George Monbiot has a scary article in the Guardian detailing the latest stage in Britain's slow transformation into a police state. The government over there is in the middle of passing a "serious organised crime and police bill", and while much attention has focused on its clause barring racial incitement (obviously a tool of organised crime), another part seems to have passed almost entirely without comment:
Section 121 of the bill prohibits people from "pursuing a course of conduct which involves harassment of two or more persons" in order "to persuade any person ... not to do something that he is entitled or required to do, or to do something that he is not under any obligation to do". Harassment, the bill explains, can involve "conduct on at least one occasion", "in relation to two or more persons". In other words, you need only approach someone once to be considered to be harassing them, as long as you have also approached someone else in the same manner.
This effectively outlaws a whole swathe of political and commercial activity which is presently entirely legal. Monbiot focuses on its ability to be used against protestors handing out leaflets, but you will notice that the law is entirely blind as to content or context - so anyone handing out flyers for any purpose whatsoever (say, selling pizza - unless there's a legal obligation to buy it, of course) will be a criminal and liable for a fine and a jail term. As will anyone engaged in distributing junk mail, telemarketing, or canvassing for votes during an election.

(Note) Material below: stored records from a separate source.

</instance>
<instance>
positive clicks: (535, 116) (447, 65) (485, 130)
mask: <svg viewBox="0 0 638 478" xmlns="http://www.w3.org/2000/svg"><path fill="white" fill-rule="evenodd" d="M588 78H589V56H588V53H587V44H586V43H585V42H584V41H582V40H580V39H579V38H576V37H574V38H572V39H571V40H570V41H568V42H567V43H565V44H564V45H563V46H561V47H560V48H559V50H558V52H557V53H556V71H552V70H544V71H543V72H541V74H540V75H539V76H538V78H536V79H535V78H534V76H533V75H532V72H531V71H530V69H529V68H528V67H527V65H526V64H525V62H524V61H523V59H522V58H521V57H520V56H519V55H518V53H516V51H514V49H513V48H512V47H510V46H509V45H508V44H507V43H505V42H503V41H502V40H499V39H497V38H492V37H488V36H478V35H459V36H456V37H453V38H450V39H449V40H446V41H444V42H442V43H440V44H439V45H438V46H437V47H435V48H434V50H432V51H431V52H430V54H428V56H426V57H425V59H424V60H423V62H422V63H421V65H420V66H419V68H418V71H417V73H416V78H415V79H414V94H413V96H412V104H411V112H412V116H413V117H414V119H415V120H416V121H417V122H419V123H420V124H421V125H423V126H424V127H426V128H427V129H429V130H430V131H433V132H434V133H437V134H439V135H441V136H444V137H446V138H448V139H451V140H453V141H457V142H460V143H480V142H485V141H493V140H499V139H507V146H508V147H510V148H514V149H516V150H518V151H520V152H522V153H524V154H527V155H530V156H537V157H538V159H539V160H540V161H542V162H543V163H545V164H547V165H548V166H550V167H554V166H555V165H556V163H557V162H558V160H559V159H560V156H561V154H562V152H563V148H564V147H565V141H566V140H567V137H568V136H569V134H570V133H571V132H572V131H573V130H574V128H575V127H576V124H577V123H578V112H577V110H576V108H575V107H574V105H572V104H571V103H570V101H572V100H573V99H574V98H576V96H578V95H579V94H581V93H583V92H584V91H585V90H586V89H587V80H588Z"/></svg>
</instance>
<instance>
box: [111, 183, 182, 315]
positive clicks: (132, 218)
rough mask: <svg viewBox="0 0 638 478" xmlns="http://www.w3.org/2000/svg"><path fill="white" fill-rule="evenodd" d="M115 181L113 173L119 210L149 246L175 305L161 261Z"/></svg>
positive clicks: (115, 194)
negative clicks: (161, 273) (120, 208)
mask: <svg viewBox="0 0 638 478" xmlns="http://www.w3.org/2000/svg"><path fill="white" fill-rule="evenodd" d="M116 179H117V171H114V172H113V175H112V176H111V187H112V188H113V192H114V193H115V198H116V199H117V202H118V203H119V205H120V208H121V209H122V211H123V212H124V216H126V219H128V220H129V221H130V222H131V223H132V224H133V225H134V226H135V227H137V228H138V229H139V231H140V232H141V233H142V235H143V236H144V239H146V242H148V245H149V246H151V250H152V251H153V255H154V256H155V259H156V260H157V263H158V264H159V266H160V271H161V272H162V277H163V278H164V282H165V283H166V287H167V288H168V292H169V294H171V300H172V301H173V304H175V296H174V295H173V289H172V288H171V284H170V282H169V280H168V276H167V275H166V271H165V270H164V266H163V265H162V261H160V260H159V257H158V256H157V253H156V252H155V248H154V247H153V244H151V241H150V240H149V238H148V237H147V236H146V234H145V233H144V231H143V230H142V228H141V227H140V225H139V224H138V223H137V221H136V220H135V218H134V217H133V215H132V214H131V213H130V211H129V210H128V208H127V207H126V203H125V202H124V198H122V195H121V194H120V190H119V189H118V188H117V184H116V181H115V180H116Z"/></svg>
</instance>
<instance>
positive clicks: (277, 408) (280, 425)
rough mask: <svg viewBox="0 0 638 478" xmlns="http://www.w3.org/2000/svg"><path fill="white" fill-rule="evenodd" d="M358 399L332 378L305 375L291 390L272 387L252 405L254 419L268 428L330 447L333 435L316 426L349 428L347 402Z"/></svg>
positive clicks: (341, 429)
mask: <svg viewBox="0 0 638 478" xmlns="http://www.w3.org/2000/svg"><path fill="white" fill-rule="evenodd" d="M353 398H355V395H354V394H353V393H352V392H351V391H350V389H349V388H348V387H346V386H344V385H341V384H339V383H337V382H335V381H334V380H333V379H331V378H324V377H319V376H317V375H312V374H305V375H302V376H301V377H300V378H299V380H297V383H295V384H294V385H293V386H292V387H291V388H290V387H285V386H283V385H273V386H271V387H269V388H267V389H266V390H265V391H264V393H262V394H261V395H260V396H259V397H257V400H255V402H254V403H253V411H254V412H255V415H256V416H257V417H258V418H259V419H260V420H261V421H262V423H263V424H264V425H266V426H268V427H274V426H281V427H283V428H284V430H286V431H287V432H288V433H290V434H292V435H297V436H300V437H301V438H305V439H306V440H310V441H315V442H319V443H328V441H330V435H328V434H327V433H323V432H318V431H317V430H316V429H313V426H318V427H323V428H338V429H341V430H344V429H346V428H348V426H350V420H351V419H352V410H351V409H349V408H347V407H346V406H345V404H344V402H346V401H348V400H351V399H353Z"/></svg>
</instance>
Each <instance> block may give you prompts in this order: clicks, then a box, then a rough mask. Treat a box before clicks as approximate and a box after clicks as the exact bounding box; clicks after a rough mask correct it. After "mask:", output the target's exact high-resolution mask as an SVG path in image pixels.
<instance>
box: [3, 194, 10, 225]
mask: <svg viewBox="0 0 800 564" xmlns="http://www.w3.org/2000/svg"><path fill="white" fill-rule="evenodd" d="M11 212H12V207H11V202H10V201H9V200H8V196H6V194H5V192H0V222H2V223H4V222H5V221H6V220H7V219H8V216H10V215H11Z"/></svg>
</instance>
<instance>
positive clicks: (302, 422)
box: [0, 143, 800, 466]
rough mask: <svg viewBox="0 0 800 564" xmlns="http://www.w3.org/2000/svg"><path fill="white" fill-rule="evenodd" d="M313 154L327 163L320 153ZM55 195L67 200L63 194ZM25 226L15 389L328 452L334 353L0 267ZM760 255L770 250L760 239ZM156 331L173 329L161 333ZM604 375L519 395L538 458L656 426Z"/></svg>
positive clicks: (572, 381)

In fact, as they are based precisely on attempting to persuade people to do things they are not obliged to do, this law will effectively outlaw the entire sales, marketing, and lobbying industries. Of course, the government assures people that the law will not be used against "legitimate protestors" - but it said exactly the same thing when passing the 1997 Protection from Harassment Act and the 2000 Terrorism Act, both of which have subsequently been used to suppress protests. But I think we can be fairly certain that the law will not be used against any of the examples I have given above. Instead, it will be used in a partial and inconsistent fashion, as yet another weapon of those with power against those without. And trying to persuade people that it should be applied consistently or not at all will technically be a crime.